The parents of a one-year-old boy from Sunderland who died from sepsis say more families and health workers need to be alert to the dangers of the condition.
Layton Boys-Hope died in 2015, after his chicken pox led to sepsis.
His family have received damages from the NHS after claiming it wasn't picked up quickly enough.
Now they want more people to be aware of sepsis. It's been described as a 'silent killer'.
Layton lived for just 12 months
He seemed to be recovering from chicken pox in February 2015.
But when he became feverish and struggled for breath, his parents rushed him to Sunderland Royal Hospital.
They say that staff there dismissed this symptom of sepsis - his purple leg - as being caused by a tight nappy.

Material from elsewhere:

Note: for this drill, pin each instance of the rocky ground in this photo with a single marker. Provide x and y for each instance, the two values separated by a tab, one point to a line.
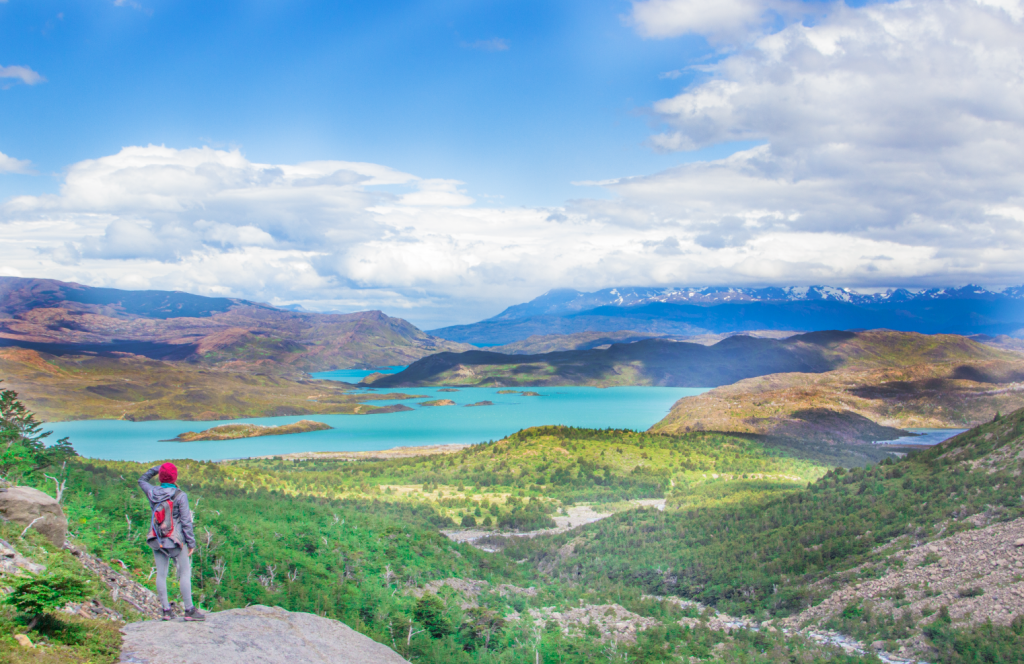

They claim he was left unmonitored for hours and wasn't given the antibiotics he needed until it was too late.
His parents have now been awarded compensation by City Hospitals Sunderland NHS Trust. It admits that giving Layton antibiotics earlier could have helped him - but doesn't accept liability for his death.
NHS bosses have said they wanted to express their deepest condolences to Layton's family.
The trust says that making sure sepsis is identified and treated as quickly as possible has been one of its priorities for improvement, and that staff are given regular training and support to allow them to do this.
Signs of sepsis in children include discoloured skin, lethargy and fast breathing.
Adults with the condition can develop slurred speech, shivering or breathlessness.
It's caused by the immune system overreacting to an infection or injury - attacking the body.
If not treated quickly, it can lead to organ failure.
Sepsis kills 44 thousand people in the UK every year - and there are fears numbers will continue to rise.
Layton's parents are now fundraising for the charity - and encouraging others to be more vigilant.
Their home is filled with reminders of Layton - they plan to tell his brothers and sisters all about him when they're older.
His parents hope too that his story too can help ensure other families don't have to experienced the loss that they have suffered.